Leg of American Lamb with Succotash

Recipe provided by | Chef Stephen Barber

Servings: 12

Leg of American Lamb with Succotash.jpg

INGREDIENTS

Marinade:

1 cup olive oil

1 lemon, zest and juice

4 rosemary sprigs

1 head garlic, chopped

2 tablespoons ground black pepper

5 to 6 pounds boneless leg of American Lamb

cooking twine

salt as needed


Succotash:

3 corn cobs, cob removed

2 to 3 summer squash

1 cup dragon beans

1 pint cherry tomatoes

olive oil as needed

Salt as needed

1/4 basil, garnish


Harissa Purée:

1 cup Bell pepper, roasted

2 tablespoons Harissa spice

Lemon juice as needed

Salt as needed

1 cup olive oil


Cream Corn:

1 tablespoon butter

1 cup corn

Salt as needed




















DIRECTIONS

METHOD:

For the Marinade:  In a bowl, mix oil, lemon zest, lemon juice, rosemary, garlic and pepper.

Truss the leg with twine; season liberally with salt.  Marinate in tag marinade for at least 4 hours and preferably overnight.

Smoke lamb at 225°F for 4 to 6 hours.

Start grill; heat plancha.

For the Succotash:  In a bowl, add corn, squash, beans and tomatoes; marinate with oil, garnish with basil.

For the Harissa Purée:  In a blender, add bell pepper, harissa spice, lemon juice, salt and oil; process until smooth.  Adjust seasoning as necessary.

Remove lamb from smoker and place on grill; rotate to brown on all sides.  Remove lamb from grill when all sides are crisp; let rest.

Place squash and beans on heated plancha.  Season with salt, drizzle with oil.

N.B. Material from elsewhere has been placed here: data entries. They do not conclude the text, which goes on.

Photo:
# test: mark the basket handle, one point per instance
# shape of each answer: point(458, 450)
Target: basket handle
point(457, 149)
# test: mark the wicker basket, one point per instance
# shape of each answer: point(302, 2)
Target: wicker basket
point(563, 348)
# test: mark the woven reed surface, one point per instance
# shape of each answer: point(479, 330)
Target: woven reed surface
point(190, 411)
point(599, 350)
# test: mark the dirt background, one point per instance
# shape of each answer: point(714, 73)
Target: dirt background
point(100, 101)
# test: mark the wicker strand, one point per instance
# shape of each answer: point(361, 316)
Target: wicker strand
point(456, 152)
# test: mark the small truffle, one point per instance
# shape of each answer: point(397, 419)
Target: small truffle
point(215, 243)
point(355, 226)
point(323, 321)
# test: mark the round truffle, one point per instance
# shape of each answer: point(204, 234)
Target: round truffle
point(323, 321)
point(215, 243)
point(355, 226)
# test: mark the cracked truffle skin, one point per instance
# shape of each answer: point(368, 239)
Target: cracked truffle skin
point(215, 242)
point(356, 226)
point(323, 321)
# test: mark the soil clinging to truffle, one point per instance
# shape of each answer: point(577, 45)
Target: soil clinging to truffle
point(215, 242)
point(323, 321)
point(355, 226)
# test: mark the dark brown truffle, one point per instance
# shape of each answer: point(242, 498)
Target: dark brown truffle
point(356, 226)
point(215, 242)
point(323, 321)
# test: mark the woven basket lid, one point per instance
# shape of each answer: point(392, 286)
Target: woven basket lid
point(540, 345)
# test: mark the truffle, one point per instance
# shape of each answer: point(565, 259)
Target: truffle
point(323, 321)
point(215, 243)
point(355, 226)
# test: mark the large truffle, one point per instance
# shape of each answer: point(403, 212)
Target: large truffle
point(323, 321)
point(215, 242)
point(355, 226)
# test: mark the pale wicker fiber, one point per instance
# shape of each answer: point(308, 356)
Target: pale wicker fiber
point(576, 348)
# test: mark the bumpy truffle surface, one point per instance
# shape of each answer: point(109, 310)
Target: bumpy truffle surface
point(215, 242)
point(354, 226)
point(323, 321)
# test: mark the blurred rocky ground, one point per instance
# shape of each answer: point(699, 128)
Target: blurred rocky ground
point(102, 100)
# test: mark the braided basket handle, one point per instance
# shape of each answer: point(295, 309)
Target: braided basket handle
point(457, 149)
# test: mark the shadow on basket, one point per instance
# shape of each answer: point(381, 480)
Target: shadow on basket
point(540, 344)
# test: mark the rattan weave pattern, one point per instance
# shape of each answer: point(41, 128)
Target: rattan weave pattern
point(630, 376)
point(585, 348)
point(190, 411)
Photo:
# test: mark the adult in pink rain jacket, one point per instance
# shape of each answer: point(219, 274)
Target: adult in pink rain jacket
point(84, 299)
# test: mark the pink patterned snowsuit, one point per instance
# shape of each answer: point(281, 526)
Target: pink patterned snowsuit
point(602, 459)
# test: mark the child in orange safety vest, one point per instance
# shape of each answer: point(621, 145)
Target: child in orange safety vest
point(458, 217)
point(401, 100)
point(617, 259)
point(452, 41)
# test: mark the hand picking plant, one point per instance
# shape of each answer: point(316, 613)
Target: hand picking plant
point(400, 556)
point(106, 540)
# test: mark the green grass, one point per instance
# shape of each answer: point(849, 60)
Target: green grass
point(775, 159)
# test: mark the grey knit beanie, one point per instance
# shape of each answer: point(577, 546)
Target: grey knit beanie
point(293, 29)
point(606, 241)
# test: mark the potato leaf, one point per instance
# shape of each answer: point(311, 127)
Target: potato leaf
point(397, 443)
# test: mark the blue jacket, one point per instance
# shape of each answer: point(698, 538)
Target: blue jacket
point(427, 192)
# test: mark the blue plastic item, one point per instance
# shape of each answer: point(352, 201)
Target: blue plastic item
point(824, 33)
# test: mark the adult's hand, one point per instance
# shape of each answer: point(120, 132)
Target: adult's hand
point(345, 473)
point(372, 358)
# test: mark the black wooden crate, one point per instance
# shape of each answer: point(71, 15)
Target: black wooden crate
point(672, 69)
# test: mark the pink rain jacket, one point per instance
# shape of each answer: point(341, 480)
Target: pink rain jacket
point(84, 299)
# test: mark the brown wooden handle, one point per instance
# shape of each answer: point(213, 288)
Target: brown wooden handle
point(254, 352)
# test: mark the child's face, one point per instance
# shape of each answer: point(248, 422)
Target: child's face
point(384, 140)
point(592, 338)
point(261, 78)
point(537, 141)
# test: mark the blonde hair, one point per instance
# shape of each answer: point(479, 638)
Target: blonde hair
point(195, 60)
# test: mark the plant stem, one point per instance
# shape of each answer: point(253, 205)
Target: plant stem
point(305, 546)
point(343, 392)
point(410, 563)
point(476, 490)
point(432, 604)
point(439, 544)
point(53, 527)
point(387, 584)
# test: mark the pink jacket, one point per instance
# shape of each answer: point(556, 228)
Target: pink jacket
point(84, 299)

Flip; add corn and tomatoes.  Stir vegetables; continue to heat on plancha until cooked. Sprinkle with basil; mix.  Remove vegetables from plancha; place in bowl.

For Cream Corn:  In a small saucepan, heat butter until melted and bubbly.  Cut fresh corn kernels off stock; simmer with butter until kernels become soft and creamy.  Season with salt; set aside and keep warm.

To finish:  Slice lamb. Place Cream Corn on plate, top with sliced lamb.  Place Succotash on plate; garnish with Harissa Purée.